Artists Futures Fund Advisory Panel exists to offer informed, experience-based advice that helps shape the ongoing development of the Artists Fellowships Programme and other forms of artist support. The Panel provides perspective, sector insight, and constructive guidance to ensure the programme remains artist-centred, relevant, and responsive to current realities.
AFF Advisory Panel
Duncan Hooson
Duncan is an Artist, Educator and Author. He has over 30 years’ experience in delivering a wide range of artist-in-residence projects. He is Reader in Socially Engaged Ceramics and Stage 1 leader on the BA Ceramic Design course at Central Saint Martins, University of the Arts London. He is founder and co-director of Clayground Collective, a socially engaged practice. Over 18 years, Clayground has created projects for more than 150,000 people across the UK. Duncan has co-authored several acclaimed publications in the ceramic design field.
Joshua Donkor
Joshua Donkor (b. 1997, UK) is a British-Ghanaian painter whose work uses portraiture as a tool explore diasporic identities through multiple generations of family.

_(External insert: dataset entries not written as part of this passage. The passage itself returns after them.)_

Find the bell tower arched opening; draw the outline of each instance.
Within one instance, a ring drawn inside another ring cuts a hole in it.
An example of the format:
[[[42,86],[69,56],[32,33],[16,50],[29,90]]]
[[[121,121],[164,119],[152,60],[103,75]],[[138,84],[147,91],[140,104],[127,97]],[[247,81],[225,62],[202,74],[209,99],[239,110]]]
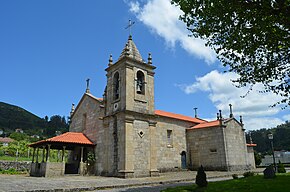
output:
[[[137,71],[136,93],[141,95],[145,94],[145,78],[142,71]]]

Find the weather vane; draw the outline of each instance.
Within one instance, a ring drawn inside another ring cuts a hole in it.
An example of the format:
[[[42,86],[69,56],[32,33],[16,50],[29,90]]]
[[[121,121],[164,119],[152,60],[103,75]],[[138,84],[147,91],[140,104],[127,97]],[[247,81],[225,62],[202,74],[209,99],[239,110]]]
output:
[[[131,21],[131,19],[129,19],[129,24],[127,25],[127,27],[125,27],[125,29],[129,29],[129,35],[131,36],[131,28],[132,26],[135,24],[135,21]]]

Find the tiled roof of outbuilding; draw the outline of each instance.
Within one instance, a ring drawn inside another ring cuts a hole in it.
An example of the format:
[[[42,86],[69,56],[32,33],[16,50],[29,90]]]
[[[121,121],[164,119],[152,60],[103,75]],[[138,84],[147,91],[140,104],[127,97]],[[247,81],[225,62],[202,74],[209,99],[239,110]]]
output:
[[[91,142],[83,133],[66,132],[62,135],[32,143],[30,146],[32,147],[42,143],[73,143],[81,145],[94,145],[93,142]]]

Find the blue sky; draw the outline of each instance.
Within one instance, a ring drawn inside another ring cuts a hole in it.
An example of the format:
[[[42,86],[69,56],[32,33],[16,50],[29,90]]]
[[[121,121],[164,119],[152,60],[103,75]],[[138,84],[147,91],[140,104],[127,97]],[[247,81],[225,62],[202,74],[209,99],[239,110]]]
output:
[[[245,99],[215,54],[189,38],[180,11],[168,0],[2,0],[0,1],[0,101],[44,117],[68,116],[90,78],[91,93],[102,97],[109,55],[116,61],[128,39],[143,59],[152,53],[155,107],[214,119],[219,109],[244,116],[246,129],[276,126],[290,120],[289,109],[269,108],[278,100],[261,95],[259,85]]]

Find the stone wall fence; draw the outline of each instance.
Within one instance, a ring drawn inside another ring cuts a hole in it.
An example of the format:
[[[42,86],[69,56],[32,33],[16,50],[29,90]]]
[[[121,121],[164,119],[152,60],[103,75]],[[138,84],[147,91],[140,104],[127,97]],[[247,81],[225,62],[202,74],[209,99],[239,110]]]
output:
[[[15,169],[16,171],[29,171],[31,162],[29,161],[0,161],[0,169]]]

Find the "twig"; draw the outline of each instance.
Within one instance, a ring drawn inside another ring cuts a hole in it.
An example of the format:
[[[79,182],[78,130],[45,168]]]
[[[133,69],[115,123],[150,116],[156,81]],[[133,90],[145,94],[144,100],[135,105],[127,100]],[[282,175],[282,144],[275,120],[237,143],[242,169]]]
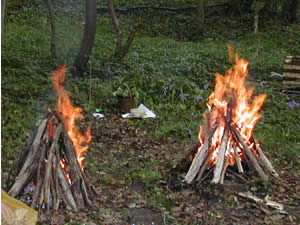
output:
[[[241,197],[243,197],[243,198],[251,199],[251,200],[255,201],[256,203],[265,204],[265,205],[270,206],[272,208],[278,209],[279,212],[282,213],[282,214],[288,214],[284,210],[284,205],[280,204],[278,202],[268,200],[267,198],[265,198],[263,200],[261,198],[256,197],[255,195],[253,195],[249,191],[248,192],[239,192],[238,195],[241,196]]]

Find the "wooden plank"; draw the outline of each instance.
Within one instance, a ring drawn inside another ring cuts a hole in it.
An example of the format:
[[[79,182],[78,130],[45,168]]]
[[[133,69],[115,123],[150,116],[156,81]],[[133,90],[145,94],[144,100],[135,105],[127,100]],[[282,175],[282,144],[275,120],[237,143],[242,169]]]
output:
[[[293,65],[293,64],[284,64],[283,65],[283,69],[287,69],[287,70],[300,70],[300,65]]]
[[[290,80],[285,80],[283,81],[283,84],[288,84],[290,85],[294,85],[295,87],[300,87],[300,82],[299,81],[290,81]]]

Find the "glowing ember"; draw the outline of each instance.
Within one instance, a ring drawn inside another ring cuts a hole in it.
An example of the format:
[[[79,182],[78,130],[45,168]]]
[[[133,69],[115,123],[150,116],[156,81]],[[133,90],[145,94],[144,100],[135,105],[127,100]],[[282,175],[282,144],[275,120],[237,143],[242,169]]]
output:
[[[69,184],[72,184],[72,180],[70,177],[70,174],[66,172],[67,166],[66,166],[66,160],[65,159],[61,159],[59,161],[60,167],[62,168],[62,170],[64,171],[66,180],[69,182]]]
[[[76,119],[83,119],[84,117],[81,113],[81,108],[74,108],[72,106],[71,98],[63,87],[65,74],[66,67],[62,66],[51,75],[52,84],[58,94],[56,111],[62,115],[64,127],[76,151],[77,161],[80,167],[83,168],[83,153],[89,149],[89,146],[82,146],[82,144],[92,141],[91,128],[88,128],[87,131],[83,133],[76,127]]]
[[[251,138],[253,139],[254,126],[261,118],[259,111],[263,106],[266,95],[259,95],[254,98],[252,103],[249,102],[254,90],[254,88],[247,89],[245,86],[249,63],[238,56],[235,57],[235,63],[233,68],[229,69],[225,75],[216,74],[215,90],[209,96],[208,111],[204,114],[206,126],[200,128],[199,141],[201,146],[199,150],[204,145],[205,137],[208,135],[211,127],[216,123],[218,124],[210,143],[209,151],[211,154],[209,163],[211,165],[215,164],[218,159],[226,126],[236,127],[249,149],[254,152],[256,149],[255,143],[251,141]],[[242,148],[241,144],[234,142],[234,137],[229,132],[225,157],[229,158],[230,165],[235,164],[235,151],[240,159],[243,159]]]

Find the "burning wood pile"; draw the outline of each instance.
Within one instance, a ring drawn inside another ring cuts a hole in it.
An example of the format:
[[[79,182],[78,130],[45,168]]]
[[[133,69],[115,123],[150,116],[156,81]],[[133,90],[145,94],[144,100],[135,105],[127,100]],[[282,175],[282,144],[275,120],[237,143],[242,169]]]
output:
[[[229,50],[232,55],[232,49]],[[193,180],[201,183],[213,171],[212,183],[223,184],[228,166],[236,166],[238,173],[243,174],[245,164],[250,169],[255,168],[264,180],[268,180],[264,169],[278,177],[253,136],[267,96],[261,94],[249,103],[254,91],[245,86],[249,63],[237,56],[235,62],[224,76],[216,74],[215,90],[209,96],[208,110],[204,113],[206,124],[200,127],[200,147],[185,176],[188,183]]]
[[[51,75],[58,94],[55,112],[47,112],[39,121],[34,135],[18,162],[17,177],[9,194],[21,196],[28,185],[34,187],[30,205],[39,210],[59,207],[78,211],[92,206],[96,194],[83,167],[83,153],[89,149],[91,129],[85,133],[76,126],[83,119],[80,108],[74,108],[64,89],[66,67]]]

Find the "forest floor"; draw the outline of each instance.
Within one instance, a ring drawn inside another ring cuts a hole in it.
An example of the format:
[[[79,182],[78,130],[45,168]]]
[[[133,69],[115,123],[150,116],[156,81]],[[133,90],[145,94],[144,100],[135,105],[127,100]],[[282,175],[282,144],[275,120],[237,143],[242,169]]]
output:
[[[95,208],[42,215],[41,223],[299,224],[299,170],[276,168],[280,179],[270,183],[256,174],[249,174],[246,182],[228,174],[221,186],[210,184],[209,179],[188,185],[182,182],[186,171],[175,167],[182,168],[179,164],[193,143],[152,137],[149,133],[156,119],[148,120],[152,125],[144,129],[117,113],[94,119],[85,167],[100,193],[94,199]],[[283,204],[286,213],[238,194],[247,191]]]

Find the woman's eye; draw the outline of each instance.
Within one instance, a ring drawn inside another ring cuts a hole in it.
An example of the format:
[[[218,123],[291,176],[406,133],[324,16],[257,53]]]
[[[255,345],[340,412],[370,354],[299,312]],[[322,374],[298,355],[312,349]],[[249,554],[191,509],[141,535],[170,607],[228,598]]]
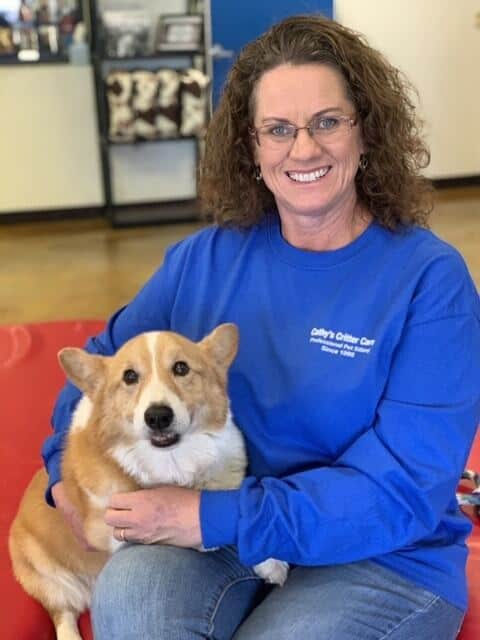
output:
[[[337,118],[319,118],[314,123],[314,129],[322,129],[331,131],[332,129],[336,129],[338,127],[338,123],[340,120]]]
[[[125,384],[136,384],[140,376],[134,369],[125,369],[123,372],[123,381]]]
[[[268,133],[275,138],[284,138],[291,135],[292,128],[284,124],[276,124],[268,129]]]
[[[183,360],[179,360],[178,362],[175,362],[175,364],[173,365],[172,371],[176,376],[186,376],[187,373],[190,371],[190,367]]]

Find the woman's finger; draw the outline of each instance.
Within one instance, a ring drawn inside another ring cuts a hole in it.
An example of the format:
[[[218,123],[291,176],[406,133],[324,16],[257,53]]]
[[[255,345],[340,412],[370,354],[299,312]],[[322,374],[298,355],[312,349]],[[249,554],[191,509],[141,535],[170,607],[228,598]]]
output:
[[[114,527],[113,537],[119,542],[132,542],[131,529],[127,527]]]
[[[119,511],[129,510],[135,503],[136,494],[141,491],[132,491],[131,493],[114,493],[110,496],[108,506],[110,509],[118,509]]]
[[[130,511],[107,509],[103,519],[109,527],[117,527],[120,529],[121,527],[129,528],[132,525],[132,514]]]

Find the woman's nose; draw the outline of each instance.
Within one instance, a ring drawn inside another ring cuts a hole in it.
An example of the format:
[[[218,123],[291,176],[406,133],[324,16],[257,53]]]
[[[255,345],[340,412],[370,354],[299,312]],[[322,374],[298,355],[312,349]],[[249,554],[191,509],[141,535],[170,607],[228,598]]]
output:
[[[297,135],[293,139],[292,146],[290,147],[290,157],[309,157],[313,154],[318,154],[320,150],[320,144],[306,128],[297,130]]]

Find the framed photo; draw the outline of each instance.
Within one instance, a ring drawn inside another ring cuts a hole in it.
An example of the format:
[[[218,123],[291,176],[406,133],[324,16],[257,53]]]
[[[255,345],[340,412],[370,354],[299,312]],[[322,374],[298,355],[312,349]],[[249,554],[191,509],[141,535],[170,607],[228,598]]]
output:
[[[195,51],[203,40],[202,16],[175,14],[160,16],[157,51]]]
[[[150,20],[142,10],[108,10],[102,14],[105,54],[109,58],[133,58],[151,53]]]

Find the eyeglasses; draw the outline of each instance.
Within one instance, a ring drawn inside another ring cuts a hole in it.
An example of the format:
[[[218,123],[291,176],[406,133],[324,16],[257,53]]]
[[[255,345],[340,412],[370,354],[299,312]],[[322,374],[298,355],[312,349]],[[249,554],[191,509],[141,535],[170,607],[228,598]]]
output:
[[[305,127],[297,127],[290,122],[273,122],[263,127],[251,127],[250,135],[257,144],[268,149],[286,149],[293,145],[301,129],[308,131],[316,142],[334,141],[349,133],[357,124],[351,116],[315,116]]]

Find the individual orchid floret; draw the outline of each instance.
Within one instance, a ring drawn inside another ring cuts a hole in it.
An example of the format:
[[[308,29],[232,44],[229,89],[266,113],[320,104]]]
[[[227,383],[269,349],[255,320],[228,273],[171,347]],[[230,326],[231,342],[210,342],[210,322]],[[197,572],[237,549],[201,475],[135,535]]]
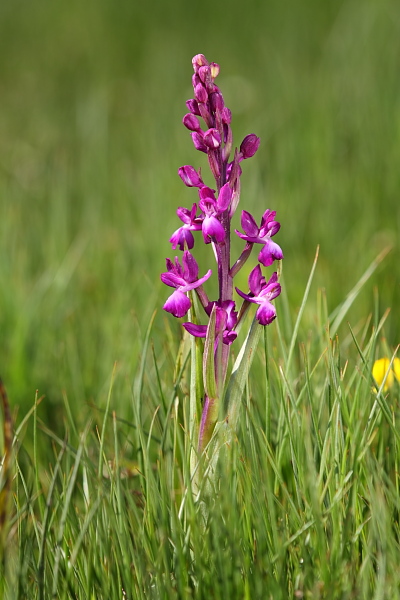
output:
[[[182,179],[183,183],[187,187],[203,187],[204,183],[200,175],[200,171],[197,172],[191,165],[184,165],[179,167],[178,175]]]
[[[249,275],[249,288],[249,294],[245,294],[238,288],[236,288],[236,291],[244,300],[259,305],[256,312],[256,319],[260,325],[269,325],[276,318],[276,310],[273,304],[271,304],[271,300],[281,293],[278,274],[273,273],[266,283],[265,277],[261,273],[261,267],[257,265]]]
[[[206,244],[210,242],[220,244],[225,240],[225,229],[219,217],[229,207],[232,199],[232,189],[226,183],[220,189],[218,199],[216,199],[213,190],[204,186],[199,190],[199,196],[199,207],[205,215],[202,224],[204,242]]]
[[[192,231],[200,231],[204,219],[204,215],[196,217],[196,212],[196,203],[193,204],[191,210],[182,207],[177,209],[176,214],[182,223],[184,223],[184,225],[179,227],[179,229],[177,229],[169,239],[173,250],[175,250],[177,246],[179,247],[179,250],[185,250],[185,246],[189,250],[193,248],[194,237]]]
[[[209,269],[203,277],[198,279],[198,264],[188,250],[183,253],[182,265],[179,263],[177,256],[175,257],[175,263],[169,258],[167,258],[166,263],[167,272],[161,273],[161,281],[176,289],[164,304],[163,309],[174,315],[174,317],[184,317],[190,308],[190,300],[186,292],[201,286],[211,277],[212,271]]]
[[[216,345],[222,334],[222,342],[226,346],[230,346],[237,338],[237,333],[234,328],[237,324],[238,315],[235,311],[235,303],[233,300],[225,302],[210,302],[207,307],[207,314],[211,314],[213,306],[216,306],[216,321],[215,321],[215,338]],[[205,338],[207,336],[208,325],[197,325],[195,323],[183,323],[184,328],[195,337]]]
[[[243,233],[235,229],[235,233],[251,244],[263,244],[263,248],[258,255],[259,262],[264,267],[272,265],[274,260],[282,260],[283,252],[281,247],[271,240],[271,237],[278,233],[280,223],[275,221],[276,211],[266,210],[261,219],[261,225],[258,227],[251,215],[246,210],[242,211],[241,224]]]

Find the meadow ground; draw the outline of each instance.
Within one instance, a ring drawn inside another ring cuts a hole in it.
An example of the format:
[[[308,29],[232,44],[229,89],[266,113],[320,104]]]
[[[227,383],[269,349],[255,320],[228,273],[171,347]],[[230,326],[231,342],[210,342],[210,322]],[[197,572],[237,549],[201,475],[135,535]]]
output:
[[[0,596],[400,597],[399,389],[371,378],[400,336],[398,3],[18,0],[0,52]],[[285,252],[206,524],[159,279],[198,52]]]

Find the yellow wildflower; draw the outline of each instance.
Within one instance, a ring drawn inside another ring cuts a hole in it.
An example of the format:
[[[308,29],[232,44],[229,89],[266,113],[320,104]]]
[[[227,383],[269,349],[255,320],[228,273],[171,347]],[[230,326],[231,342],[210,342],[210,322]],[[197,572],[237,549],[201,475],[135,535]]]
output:
[[[389,358],[379,358],[374,362],[374,366],[372,367],[372,376],[379,387],[382,385],[382,381],[385,379],[389,365]],[[392,387],[395,377],[397,381],[400,382],[400,358],[395,358],[393,361],[392,368],[390,369],[388,376],[386,377],[385,385],[383,386],[383,390],[385,392]]]

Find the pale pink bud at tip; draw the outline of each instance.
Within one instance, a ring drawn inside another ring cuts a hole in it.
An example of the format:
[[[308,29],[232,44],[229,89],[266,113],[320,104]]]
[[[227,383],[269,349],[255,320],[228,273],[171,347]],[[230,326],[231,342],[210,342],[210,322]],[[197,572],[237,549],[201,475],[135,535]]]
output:
[[[196,56],[193,56],[192,58],[192,65],[195,72],[197,72],[200,67],[208,65],[208,60],[204,54],[196,54]]]
[[[211,77],[215,79],[219,74],[219,64],[212,62],[210,63]]]
[[[198,83],[194,88],[194,95],[196,96],[197,102],[207,102],[208,93],[202,83]]]

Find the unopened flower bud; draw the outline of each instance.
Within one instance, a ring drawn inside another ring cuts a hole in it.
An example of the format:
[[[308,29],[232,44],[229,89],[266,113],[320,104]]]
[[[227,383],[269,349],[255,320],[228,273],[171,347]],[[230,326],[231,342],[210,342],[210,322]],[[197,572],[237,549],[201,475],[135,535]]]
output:
[[[208,147],[204,143],[204,134],[202,131],[193,131],[192,140],[196,150],[200,150],[200,152],[207,154]]]
[[[208,129],[204,134],[204,143],[211,150],[216,150],[221,145],[221,136],[217,129]]]
[[[208,60],[204,56],[204,54],[196,54],[192,58],[192,65],[195,73],[197,73],[198,69],[203,65],[208,65]]]
[[[211,69],[211,77],[213,79],[215,79],[217,77],[217,75],[219,74],[219,64],[212,62],[210,63],[210,69]]]
[[[198,76],[198,74],[195,73],[194,75],[192,75],[192,86],[193,86],[193,89],[196,87],[196,85],[199,85],[199,83],[201,83],[201,79]]]
[[[192,98],[190,100],[186,100],[186,106],[193,115],[198,115],[199,117],[201,116],[197,100],[194,100]]]
[[[210,94],[210,106],[214,112],[217,110],[222,111],[224,108],[224,98],[221,92],[214,92]]]
[[[187,187],[203,187],[204,183],[200,174],[190,165],[179,167],[178,175]]]
[[[211,81],[211,69],[208,66],[200,67],[198,75],[203,83]]]
[[[188,113],[183,117],[182,123],[187,129],[189,129],[189,131],[198,131],[200,129],[198,118],[191,113]]]
[[[246,135],[243,142],[240,144],[240,152],[243,158],[251,158],[257,152],[260,145],[260,138],[254,133]]]
[[[194,95],[196,96],[197,102],[207,102],[207,90],[202,83],[198,83],[196,85],[196,87],[194,88]]]

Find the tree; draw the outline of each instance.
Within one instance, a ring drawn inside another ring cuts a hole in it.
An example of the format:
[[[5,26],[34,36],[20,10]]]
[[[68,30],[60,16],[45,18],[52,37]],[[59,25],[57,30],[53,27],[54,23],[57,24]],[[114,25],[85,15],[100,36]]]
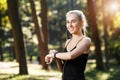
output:
[[[15,54],[18,56],[19,74],[28,74],[22,27],[19,20],[18,0],[7,0],[7,5],[15,43]]]
[[[87,5],[88,5],[88,12],[89,12],[89,25],[93,32],[93,41],[95,45],[96,67],[99,70],[104,70],[99,31],[98,31],[97,22],[96,22],[97,19],[96,19],[96,12],[95,12],[95,3],[93,0],[87,0]]]
[[[48,47],[47,47],[47,22],[46,22],[46,9],[45,12],[41,12],[41,17],[42,17],[42,29],[40,29],[39,24],[38,24],[38,19],[36,15],[36,9],[35,9],[35,4],[33,0],[30,1],[30,6],[32,10],[32,16],[33,16],[33,21],[35,23],[35,32],[37,34],[37,39],[38,39],[38,47],[39,47],[39,52],[40,52],[40,58],[41,58],[41,63],[42,63],[42,68],[43,69],[48,69],[47,64],[45,63],[45,55],[48,53]],[[43,1],[43,2],[42,2]],[[42,0],[41,3],[45,7],[45,0]],[[43,4],[44,3],[44,4]]]
[[[47,3],[46,0],[40,0],[41,3],[41,24],[42,24],[42,34],[43,34],[43,44],[41,45],[41,48],[43,46],[42,50],[42,55],[41,55],[41,61],[42,64],[44,65],[44,68],[47,68],[45,64],[45,55],[48,53],[48,32],[47,32]]]
[[[2,53],[2,37],[3,30],[2,30],[2,10],[0,8],[0,61],[3,61],[3,53]]]
[[[103,13],[103,28],[104,28],[104,43],[105,43],[105,67],[106,69],[109,69],[109,60],[108,60],[108,17],[109,15],[105,14],[105,4],[108,0],[102,0],[102,13]],[[110,19],[110,18],[109,18]]]

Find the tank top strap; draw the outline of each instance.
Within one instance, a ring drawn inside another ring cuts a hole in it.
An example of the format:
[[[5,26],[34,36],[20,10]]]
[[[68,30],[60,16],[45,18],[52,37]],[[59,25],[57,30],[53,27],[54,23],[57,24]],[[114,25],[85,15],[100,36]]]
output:
[[[65,45],[65,48],[67,47],[67,45],[70,43],[71,40],[72,40],[72,39],[70,39],[70,40],[67,42],[67,44]]]
[[[78,42],[76,43],[75,47],[77,46],[77,44],[83,39],[84,37],[82,37],[80,40],[78,40]]]

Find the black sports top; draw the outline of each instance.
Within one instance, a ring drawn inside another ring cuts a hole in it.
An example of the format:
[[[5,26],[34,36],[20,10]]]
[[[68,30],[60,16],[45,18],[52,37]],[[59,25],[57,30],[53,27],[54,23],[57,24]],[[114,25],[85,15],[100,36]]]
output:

Although the subject matter of the work is deeply personal, the paintings connect and communicate to all audiences, allowing them to respond deeply to the images. The artists use of image transfers provides a crucial glimpse into the subjects defining memories and family histories. This allows the audience to almost trace the stories running through the individuals life.
Joshua completed the AFF Fellowship in 2020-21.
Delphi Cambell
Delphi Campbell (b. 1998) is a self-proclaimed “crippled, mad and queer” sculptor exploring the multifaceted self through figurative and abstract self-portraiture. Aiming to confront the limited and hegemonic portrayal of disability in popular culture, Delphi’s relationship with chronic illness is at the core of her artistic practice - and her doctoral research. Sickness and queerness align in her objects, allowing her to embrace multiple illnesses in the forms that may superficially appear as fun and frivolous; but are a more radical challenge in confronting the narrative of living in an othered body, and ideas of being 'normal’.
Delphi completed her Artists Futures Fund Fellowship in 2020-21.